Lo studio suggerisce che potrebbero esserci molti altri di questi pianeti sfuggenti e senza stelle, addirittura miliardi,  che dobbiamo ancora scoprire.

 

‎I pianeti solitari sono oggetti cosmici sfuggenti che hanno masse paragonabili a quelle dei pianeti del nostro Sistema Solare ma non orbitano attorno a una stella, ma vagano liberamente da soli.

Non molti erano noti fino ad ora, ma un team di astronomi, utilizzando i dati di diversi telescopi dell’European Southern Observatory (ESO) e di altre strutture, ha appena scoperto almeno 70 nuovi pianeti di questo tipo nella nostra galassia.

Questo è il più grande gruppo di pianeti solitari mai scoperto, un passo importante verso la comprensione delle origini e delle caratteristiche di questi misteriosi nomadi galattici.‎

‎I pianeti solitari, ilontano da qualsiasi stella che li illumini, sarebbero normalmente impossibili da osservare.

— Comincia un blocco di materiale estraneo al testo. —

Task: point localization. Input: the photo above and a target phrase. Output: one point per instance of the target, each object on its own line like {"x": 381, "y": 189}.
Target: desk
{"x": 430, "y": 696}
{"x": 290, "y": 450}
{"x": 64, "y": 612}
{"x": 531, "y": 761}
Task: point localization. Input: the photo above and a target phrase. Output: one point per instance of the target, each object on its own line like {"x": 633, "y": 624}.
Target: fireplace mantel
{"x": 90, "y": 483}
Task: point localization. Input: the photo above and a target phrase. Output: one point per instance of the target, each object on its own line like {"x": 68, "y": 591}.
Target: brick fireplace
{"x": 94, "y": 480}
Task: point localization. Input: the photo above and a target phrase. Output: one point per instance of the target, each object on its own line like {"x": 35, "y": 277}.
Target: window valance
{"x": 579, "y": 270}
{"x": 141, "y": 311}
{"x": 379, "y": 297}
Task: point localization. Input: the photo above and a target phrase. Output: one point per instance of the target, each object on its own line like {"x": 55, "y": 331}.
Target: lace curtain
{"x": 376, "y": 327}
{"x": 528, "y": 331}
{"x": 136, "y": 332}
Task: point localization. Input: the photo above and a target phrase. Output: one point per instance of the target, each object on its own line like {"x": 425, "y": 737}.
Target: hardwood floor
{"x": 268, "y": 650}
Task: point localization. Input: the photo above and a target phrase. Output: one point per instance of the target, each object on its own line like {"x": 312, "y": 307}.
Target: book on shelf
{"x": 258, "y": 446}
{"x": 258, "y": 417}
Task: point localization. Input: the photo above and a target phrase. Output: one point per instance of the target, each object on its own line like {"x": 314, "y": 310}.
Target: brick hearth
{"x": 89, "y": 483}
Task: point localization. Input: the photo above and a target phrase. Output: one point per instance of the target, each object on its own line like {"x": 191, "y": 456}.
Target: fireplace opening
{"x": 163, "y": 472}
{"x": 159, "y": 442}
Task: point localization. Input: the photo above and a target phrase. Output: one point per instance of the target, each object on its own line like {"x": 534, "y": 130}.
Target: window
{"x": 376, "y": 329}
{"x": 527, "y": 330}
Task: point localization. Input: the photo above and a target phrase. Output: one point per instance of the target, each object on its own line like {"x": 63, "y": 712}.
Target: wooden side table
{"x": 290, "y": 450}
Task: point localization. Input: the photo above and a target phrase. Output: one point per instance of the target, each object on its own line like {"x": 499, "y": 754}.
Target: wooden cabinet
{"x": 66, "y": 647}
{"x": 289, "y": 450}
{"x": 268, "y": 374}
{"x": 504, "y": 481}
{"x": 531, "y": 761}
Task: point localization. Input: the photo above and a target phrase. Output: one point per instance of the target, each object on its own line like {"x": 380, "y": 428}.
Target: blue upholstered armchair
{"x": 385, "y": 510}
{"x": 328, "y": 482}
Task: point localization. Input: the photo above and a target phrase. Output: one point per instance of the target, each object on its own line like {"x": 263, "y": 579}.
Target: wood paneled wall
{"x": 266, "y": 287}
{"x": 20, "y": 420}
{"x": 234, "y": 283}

Tuttavia, Miret-Roig e il suo team hanno approfittato del fatto che, nei pochi milioni di anni dopo la loro formazione, questi pianeti sono ancora abbastanza caldi da brillare, rendendoli direttamente rilevabili da telecamere sensibili su grandi telescopi.

Hanno trovato almeno 70 nuovi pianeti con masse paragonabili a quelle di Giove in una regione di formazione stellare vicino al nostro Sole, nelle costellazioni dello Scorpione superiore e dell’Ofiuco.‎

‎Per individuare così tanti pianeti il team ha utilizzato dati che coprono circa 20 anni di osservazioni da un certo numero di telescopi a terra e nello spazio.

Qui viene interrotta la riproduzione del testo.